Oui j'ai essayé plusieurs ports et plusieurs câbles

Le led est de couleur verte constant.

Dans la configuration de la box tout est bien activé voir l'image ci-dessous

http://prntscr.com/jkjmik


----------



## Polo35230 (21 Mai 2018)

Voyant vert.

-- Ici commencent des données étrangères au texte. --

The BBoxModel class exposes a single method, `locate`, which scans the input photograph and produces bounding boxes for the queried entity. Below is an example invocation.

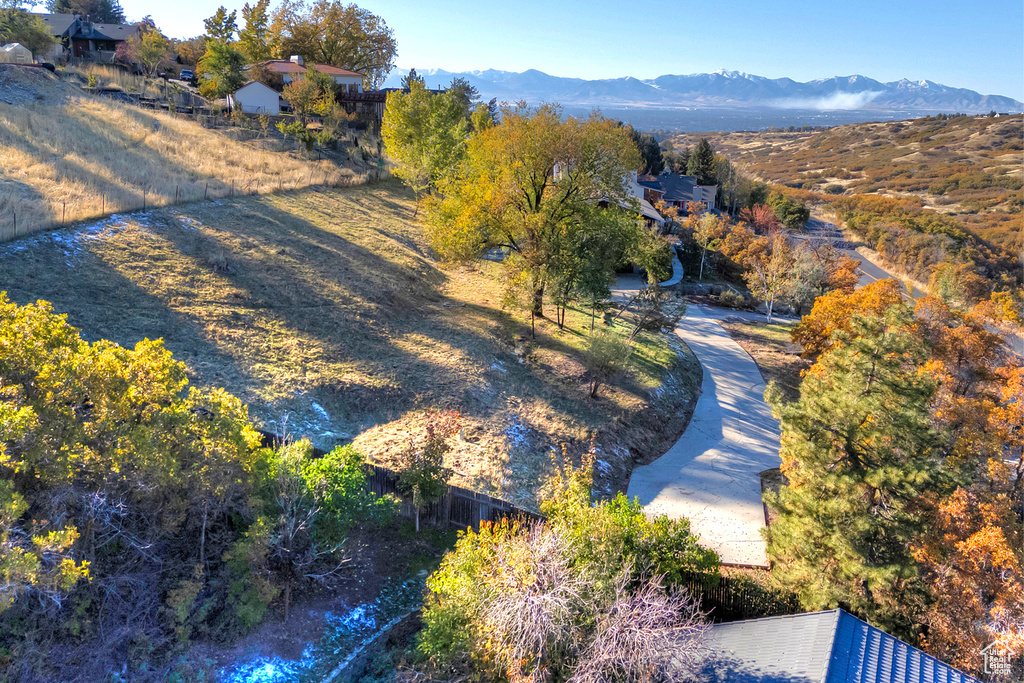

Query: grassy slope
[0,65,368,241]
[0,181,699,503]
[673,115,1024,254]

La connexion physique est donc bonne.
Le serveur DHCP est bien configuré.
Sur le Mac, il y a bien DHCP auto validé.
Tout est bon, mais ça ne marche pas… 

Perso, je ferais une trace tcpdump, ça ne résoudra pas le pb, mais ça permettra de savoir où est le pb (sur le Mac ou sur la box).
-Il faudrait ouvrir une fenêtre Terminal, puis:
-Faire un ifconfig pour repérer l'interface ethernet (en principe en0 qui doit avoir un status "inactive")
-Débrancher le cable éthernet.
-Dans la fenêtre Terminal, passer la commande:
tcpdump -i en0
-Rebrancher le câble.
Dans la fenêtre Terminal, on verra alors les échanges entre le Mac et la box.
En principe, le Mac doit rechercher un derveur DHCP sur le LAN, puis envoyer une requête dns à la box pour l'obtention d''une adresse IP, d'une passerelle et d'un masque.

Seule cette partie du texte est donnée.